Lincoln Logs is an 11-part series from The Champaign Room's Brandon Birkhead explaining how the University of Illinois can go about building a winning football program.
In one of the moves that perplexed me when Tim Beckman announced his staff in 2012, the Illini decided to go with co-offensive coordinators instead of just one. Billy Gonzales and Chris Beatty shared the role for last season. Rumors had it that Beatty was responsible for the 1st and 2nd down calls, while Gonzales took the third down calls.
We all know how that worked out.
The Illini lacked playmakers, but the offense clearly was never in sync in 2012. I think part of the blame for that has to go to the coaching staff, and a big issue there, I believe, was the unclear coaching roles on the offensive staff.
Chris Beatty was responsible for being the Quarterback's coach, along with being one of the two offensive coordinators. Billy Gonzales, the other, was also the WR coach. That is too many hats for each of those guys to wear.
Instead of being able to focus just on running the entire offense and calling plays, these two coaches also had to worry about coaching an entire position of players, not an easy task. This makes it so all three jobs are done worse, because all three have less attention to pay than is demanded in the Big Ten and major college football.
Another issue, beyond just the day-to-day running of the offense, game-day play calling is hurt. Each individual offensive coordinator, no matter if they run the same system, has a different rhythm and flow to how they call the game. You will not find two coaches who agree exactly the same about play calling.
We all know what a football offense looks like when it is in rhythm. It's one of the most beautiful things in sports. Each piece of the team working in unison, not missing a beat, and moving the ball down the field.
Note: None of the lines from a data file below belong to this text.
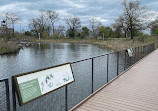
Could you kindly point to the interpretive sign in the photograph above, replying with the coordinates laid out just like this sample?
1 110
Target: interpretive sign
130 52
35 84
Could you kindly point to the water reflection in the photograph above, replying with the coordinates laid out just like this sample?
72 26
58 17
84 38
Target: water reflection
45 55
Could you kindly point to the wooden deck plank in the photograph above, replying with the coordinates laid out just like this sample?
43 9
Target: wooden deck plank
135 90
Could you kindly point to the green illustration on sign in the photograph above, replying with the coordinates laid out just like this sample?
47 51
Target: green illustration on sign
30 90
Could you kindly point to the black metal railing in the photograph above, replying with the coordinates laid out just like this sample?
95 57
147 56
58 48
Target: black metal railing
90 74
4 95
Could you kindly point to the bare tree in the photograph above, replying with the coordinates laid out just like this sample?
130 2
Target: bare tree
134 14
94 24
120 25
53 18
74 24
12 18
34 26
60 30
39 24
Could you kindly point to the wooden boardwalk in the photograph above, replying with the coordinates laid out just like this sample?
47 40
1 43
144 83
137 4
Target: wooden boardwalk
135 90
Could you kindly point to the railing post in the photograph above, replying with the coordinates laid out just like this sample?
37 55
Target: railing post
125 61
7 94
117 63
107 68
66 102
13 95
92 73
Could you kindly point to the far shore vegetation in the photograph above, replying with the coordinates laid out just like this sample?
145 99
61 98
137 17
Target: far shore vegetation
126 32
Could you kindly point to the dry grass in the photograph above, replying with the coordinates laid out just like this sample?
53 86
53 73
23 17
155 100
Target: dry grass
112 44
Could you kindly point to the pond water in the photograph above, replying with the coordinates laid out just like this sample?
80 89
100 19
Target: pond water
45 55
A key factor to an offense's rhythm and timing is the play calling. Each play, even a 2-yard run up the middle, or even for a loss, has a purpose; to set up future plays. When plays are called on 1st and 2nd down, these were not only being called to gain yards, but to set up future plays. But when you add another voice calling these plays, another football mind with different football ideas and values, the plays will not exactly flow together, and the overall rhythm of the offense is damaged.
I believe that having two offensive coordinators was a huge factor in the offense's inability to ever get into a good flow in 2012, which was a large part of the offense's failure overall. The coaches didn't have clear roles. They had to worry about multiple jobs instead of focusing on one aspect, one piece of the machine.
Tim Beckman made changes to his staff, along with letting both Billy Gonzales and Chris Beatty go. To replace them, he hired Bill Cubit to be the sole offensive coordinator. Having one person in charge of the offense will allow play calling to flow much better on game days, and it will also allow practices to run more efficiently as there are not coaches having to play multiple roles.
Beckman or anyone else should not interfere. Let the offense be Cubit's. Let him run it as he sees fit. Let him play his role as offensive coordinator the way he wishes. Let the offense have that clarity.
That in and of itself should allow the Illini's offense to improve next year. Clear coaching roles go a long way.